Enfin, la philanthropie américaine internationalisée et autonome va très vite jouer un rôle central au niveau international, notamment dans l’humanitaire et l’aide au développement. Les fondations défendent une idée centrale, celle du pouvoir de la communauté, que les milieux du développement reprennent à leur compte. Il s’agit de faire parvenir les aides directement aux communautés locales et de les aider à améliorer elles-mêmes leurs conditions. Deux initiatives sont décisives. La première est celle de Yunus et sa Grameen Bank en 1980 (prix Nobel de la Paix en 2006) qui lance le microcrédit au Bangladesh. La deuxième est celle de l’économiste Amartya Sen, qui élabore une théorie du développement humain particulièrement féconde. Enfin, Zunz souligne le rôle de la Fondation Gates : créée en 2000, fondation la plus riche du monde, se distinguant des « nouveaux philanthropes » [4] de sa génération, elle se tourne très vite vers l’étranger. Deux projets illustrent sa contribution : la seconde révolution verte en Afrique et la lutte mondiale contre le Sida, surtout en Inde. L’auteur insiste sur deux innovations majeures : son rôle de médiateur entre le niveau mondial et l’échelle micro-locale ; son indépendance et son approche pragmatique qui donnent à la philanthropie globale une teinte plus progressiste.
Olivier Zunz retrace ainsi dans cet ouvrage l’histoire de la philanthropie et de ses relations à l’État avec une grande objectivité, sans jamais tomber dans l’apologie naïve ni la critique simplificatrice.

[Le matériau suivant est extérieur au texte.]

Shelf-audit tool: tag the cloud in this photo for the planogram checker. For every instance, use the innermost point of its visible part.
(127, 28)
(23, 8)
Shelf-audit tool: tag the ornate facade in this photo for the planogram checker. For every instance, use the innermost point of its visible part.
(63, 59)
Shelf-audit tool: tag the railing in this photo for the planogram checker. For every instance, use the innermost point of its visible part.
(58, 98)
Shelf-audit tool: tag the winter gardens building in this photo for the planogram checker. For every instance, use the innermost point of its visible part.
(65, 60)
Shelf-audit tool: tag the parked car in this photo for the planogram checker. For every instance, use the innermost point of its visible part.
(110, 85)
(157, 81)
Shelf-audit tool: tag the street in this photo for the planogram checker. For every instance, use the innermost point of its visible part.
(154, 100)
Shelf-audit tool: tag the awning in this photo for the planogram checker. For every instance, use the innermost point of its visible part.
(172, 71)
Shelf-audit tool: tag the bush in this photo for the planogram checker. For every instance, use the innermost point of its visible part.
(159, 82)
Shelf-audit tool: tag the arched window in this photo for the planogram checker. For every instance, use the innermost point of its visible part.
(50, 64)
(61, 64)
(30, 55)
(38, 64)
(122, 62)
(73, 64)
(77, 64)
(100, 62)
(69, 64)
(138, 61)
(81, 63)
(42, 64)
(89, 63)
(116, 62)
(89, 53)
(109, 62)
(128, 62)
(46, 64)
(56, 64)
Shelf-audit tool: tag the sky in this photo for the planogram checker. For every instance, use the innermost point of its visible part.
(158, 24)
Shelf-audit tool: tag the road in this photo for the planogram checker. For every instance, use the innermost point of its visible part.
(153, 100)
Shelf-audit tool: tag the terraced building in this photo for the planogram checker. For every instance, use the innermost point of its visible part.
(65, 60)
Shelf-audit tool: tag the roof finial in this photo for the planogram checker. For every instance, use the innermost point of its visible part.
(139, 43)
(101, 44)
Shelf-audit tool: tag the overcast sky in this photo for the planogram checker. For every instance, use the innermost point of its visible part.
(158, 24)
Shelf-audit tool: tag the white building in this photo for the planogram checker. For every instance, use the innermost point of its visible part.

Il esquisse une lecture optimiste de la philanthropie et termine l’ouvrage par une conclusion qui ouvre de nouveaux débats : pour Olivier Zunz, la philanthropie « renforce la démocratie, à condition que le plus grand nombre y participe » (p. 311), affirmation qui souleva un certain nombre d’interrogations lors d’une table ronde qui fut organisée à l’EHESS en 2012 [5]. Il ouvre également de nouvelles pistes de recherche fécondes, sur la question du rôle de la philanthropie à l’international – relais ou complément d’une politique étrangère gouvernementale – mais aussi sur celle de l’impact des nouvelles technologies sur la philanthropie – il évoque rapidement les dons sur Internet lors de la crise du Kosovo en 1999, le développement des dons par sms ainsi que les effets d’une « communication à grand débit » qui met à la portée de « presque tous la participation financière personnelle à un mouvement associatif mondial » – , esquissant déjà les transformations futures d’une philanthropie en phase avec son époque.